Oryginalne przedstawienie, w prapremierowym kształcie scenicznym z 1957 r., odniosło olbrzymi sukces kasowy. W największym stopniu zadecydowała o tym genialna choreografia Jerome'a Robbinsa – oryginalna, nowa, twórcza, na której wzorowali się później przez dziesięciolecia choreografowie całego świata. Rozpoczęło nowy etap w historii musicalu i utorowało drogę dla takich tytułów jak Hair czy Jesus Christ Superstar. W latach 1957 – 1958 West Side Story wystawiono na Broadwayu aż 734 razy!

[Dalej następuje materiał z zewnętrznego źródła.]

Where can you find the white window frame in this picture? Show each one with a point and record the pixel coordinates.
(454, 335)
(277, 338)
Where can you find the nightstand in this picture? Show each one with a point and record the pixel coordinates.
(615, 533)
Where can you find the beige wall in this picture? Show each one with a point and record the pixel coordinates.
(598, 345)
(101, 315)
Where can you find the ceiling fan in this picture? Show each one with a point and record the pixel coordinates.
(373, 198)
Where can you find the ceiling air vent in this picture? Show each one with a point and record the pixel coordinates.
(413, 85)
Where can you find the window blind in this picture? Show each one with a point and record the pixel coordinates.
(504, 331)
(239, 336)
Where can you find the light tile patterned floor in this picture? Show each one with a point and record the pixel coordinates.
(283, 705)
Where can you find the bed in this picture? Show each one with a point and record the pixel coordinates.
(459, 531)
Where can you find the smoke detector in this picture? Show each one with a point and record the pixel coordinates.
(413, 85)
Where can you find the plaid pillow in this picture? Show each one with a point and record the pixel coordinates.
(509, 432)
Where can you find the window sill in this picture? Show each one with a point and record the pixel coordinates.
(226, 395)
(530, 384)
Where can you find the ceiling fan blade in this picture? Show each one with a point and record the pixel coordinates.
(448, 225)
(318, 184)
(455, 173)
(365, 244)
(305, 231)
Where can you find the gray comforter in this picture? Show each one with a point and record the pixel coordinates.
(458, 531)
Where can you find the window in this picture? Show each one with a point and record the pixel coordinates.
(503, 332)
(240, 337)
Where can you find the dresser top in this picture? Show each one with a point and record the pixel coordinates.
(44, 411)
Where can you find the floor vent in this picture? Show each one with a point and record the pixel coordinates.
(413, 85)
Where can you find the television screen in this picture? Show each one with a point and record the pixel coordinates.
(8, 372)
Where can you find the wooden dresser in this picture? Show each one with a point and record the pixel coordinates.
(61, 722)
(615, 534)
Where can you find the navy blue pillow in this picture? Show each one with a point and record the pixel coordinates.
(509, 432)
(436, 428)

Do ogromnej popularności West Side Story przyczyniła się także filmowa wersja musicalu (1961r.) z Natalie Wood w roli Marii. Film uzyskał 11 nominacji do Oskara i zdobył aż 10 statuetek, m.in. za reżyserię, najlepszy film roku oraz muzykę w musicalu. Uchodzi za dzieło, od którego zaczyna się historia nowoczesnego musicalu. Po raz pierwszy zerwano tu z rewiową beztroską i kompletnie odrealnioną konwencją klasyków z Fredem Astairem i Ginger Rogers.